Looking for players from Spokane/Pullman WA or Moscow/Lewiston, ID to start a gaming group.  Setting will be Forgotten Realms.  I have many years experience playing AD&D and have converted to 3.0/3.5 over the last few years. 

I am also currently teaching the game to my 11 year old son.  Hopefully, the games will be every weekend or every two weekends.  I might be willing to travel some weekends, but since I moved into a big house in Pullman (with a nice big gaming room), I would prefer to stay here     Email me at meaneyedcat21@peoplepc.com if interested.


----------



## Dragon-Slayer (Oct 20, 2004)

Are you interested in playing as well as running a game? I am in Lewiston and can travel to play (at least until the weather gets too bad). Depending on the number of players, you can try the hobby shop in the Palouse Empire Mall, there are some good folks there who can help out as well.


----------



## Mean Eyed Cat (Oct 24, 2004)

Dragon-Slayer said:
			
		

> Are you interested in playing as well as running a game? I am in Lewiston and can travel to play (at least until the weather gets too bad). Depending on the number of players, you can try the hobby shop in the Palouse Empire Mall, there are some good folks there who can help out as well.

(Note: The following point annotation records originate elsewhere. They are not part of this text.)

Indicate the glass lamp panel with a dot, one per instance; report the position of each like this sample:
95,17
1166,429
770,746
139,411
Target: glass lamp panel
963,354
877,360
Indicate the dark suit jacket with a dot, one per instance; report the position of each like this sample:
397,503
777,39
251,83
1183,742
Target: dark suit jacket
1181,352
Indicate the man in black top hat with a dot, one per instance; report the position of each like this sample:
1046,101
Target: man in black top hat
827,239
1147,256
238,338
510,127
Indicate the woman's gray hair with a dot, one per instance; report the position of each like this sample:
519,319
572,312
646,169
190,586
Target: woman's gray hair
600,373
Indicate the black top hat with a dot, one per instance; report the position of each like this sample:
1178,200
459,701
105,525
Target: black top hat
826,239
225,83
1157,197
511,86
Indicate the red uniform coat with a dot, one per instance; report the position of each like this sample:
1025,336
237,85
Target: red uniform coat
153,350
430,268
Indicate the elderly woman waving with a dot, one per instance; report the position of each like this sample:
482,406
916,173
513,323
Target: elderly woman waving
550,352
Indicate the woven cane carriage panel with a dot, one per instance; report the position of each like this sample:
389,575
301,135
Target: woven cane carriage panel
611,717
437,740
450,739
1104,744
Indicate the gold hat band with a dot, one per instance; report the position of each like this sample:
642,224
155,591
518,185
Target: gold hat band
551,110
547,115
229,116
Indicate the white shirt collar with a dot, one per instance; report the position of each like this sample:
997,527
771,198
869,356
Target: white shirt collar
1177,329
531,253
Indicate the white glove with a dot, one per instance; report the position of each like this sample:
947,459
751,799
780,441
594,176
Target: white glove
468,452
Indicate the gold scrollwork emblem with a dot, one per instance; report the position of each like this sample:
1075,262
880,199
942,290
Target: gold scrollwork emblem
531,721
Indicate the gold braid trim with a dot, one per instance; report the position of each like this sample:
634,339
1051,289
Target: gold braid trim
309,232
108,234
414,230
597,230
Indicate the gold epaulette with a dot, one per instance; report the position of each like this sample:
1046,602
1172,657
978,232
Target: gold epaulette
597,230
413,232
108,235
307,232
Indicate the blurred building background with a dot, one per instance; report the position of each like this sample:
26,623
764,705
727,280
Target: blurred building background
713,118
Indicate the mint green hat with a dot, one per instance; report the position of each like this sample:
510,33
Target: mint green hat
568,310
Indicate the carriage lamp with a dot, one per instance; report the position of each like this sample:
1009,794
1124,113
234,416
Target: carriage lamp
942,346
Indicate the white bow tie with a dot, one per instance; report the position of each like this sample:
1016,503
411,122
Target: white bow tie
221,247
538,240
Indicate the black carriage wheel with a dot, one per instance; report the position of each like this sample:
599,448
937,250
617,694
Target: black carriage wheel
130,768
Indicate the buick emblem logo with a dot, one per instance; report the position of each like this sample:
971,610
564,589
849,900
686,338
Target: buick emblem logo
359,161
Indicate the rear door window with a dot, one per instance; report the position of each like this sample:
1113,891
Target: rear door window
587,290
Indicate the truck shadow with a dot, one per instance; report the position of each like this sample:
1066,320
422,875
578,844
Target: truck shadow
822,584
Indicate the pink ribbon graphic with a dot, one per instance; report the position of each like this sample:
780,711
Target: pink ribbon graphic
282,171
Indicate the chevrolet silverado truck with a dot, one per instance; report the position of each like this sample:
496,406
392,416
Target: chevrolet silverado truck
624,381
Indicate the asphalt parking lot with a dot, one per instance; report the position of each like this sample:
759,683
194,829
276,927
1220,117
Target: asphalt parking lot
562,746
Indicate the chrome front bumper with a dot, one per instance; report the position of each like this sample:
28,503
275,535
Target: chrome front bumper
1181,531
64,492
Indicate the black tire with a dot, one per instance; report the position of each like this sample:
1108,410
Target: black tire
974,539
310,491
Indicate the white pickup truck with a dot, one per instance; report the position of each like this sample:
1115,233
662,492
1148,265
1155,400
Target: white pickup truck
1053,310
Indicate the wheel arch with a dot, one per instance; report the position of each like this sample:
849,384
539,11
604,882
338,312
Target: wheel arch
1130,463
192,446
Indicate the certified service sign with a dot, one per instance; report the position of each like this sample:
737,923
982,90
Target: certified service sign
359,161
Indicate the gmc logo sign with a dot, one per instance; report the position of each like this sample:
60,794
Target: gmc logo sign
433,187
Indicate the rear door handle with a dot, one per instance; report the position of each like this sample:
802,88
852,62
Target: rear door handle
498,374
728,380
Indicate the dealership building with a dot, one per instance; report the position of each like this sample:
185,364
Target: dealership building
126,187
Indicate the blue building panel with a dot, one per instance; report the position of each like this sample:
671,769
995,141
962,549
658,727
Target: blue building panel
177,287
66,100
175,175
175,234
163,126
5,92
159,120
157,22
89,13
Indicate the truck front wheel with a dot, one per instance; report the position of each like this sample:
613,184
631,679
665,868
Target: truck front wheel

Mostly DMing but playing might be fun too (since I'm a little rusty   ).  The Palouse Empire Mall is a good idea.  We recently posted some flyers at Merlyns in Spokane and up on the WSU campus looking for people.

After Halloween would be good for me.  If you are still interested, shoot me an email for more details.


----------



## Dragon-Slayer (Oct 25, 2004)

There is also a messageboard for the hobbyshop in Moscow, it can be found here: Da Momma's Boyz There is a section to post for games, this may be of help as well. 

   After Halloween sounds good to me. I will email you shortly so we can figure something out. 

    I would be interested in playing and I don't mind running a game or two for variety. I run a homebrew with elements from several different sources (3.5 fantasy), and I have the FRCS as well as Eberron. I can also run Skull and Bones and I have several Palladium Books games and the Pinnacle Deadlands books.


----------



## Mean Eyed Cat (Dec 3, 2004)

I'm still looking for players in the Palouse region of Washington.  We currently have 4 players and have played a few games, but scheduling has been a hassle (two players are college students)  If anybody is interested, shoot me an email.


----------



## richardclark (Oct 24, 2008)

Im a player in Lewiston looking for a game. I am fairly green and eagerly await to play.


----------



## Rob98926 (Sep 1, 2010)

I am in Pullman washington and looking for a D&D group. hoping for a 3.5 group but 4e is fine as well. you can reach me at my email or txt me at 509-929-4660


----------



## dinglett (Sep 5, 2010)

I currently live in Uniontown, Wa.  I am looking to get into a game.  so anybody looking to get one going just let me know


----------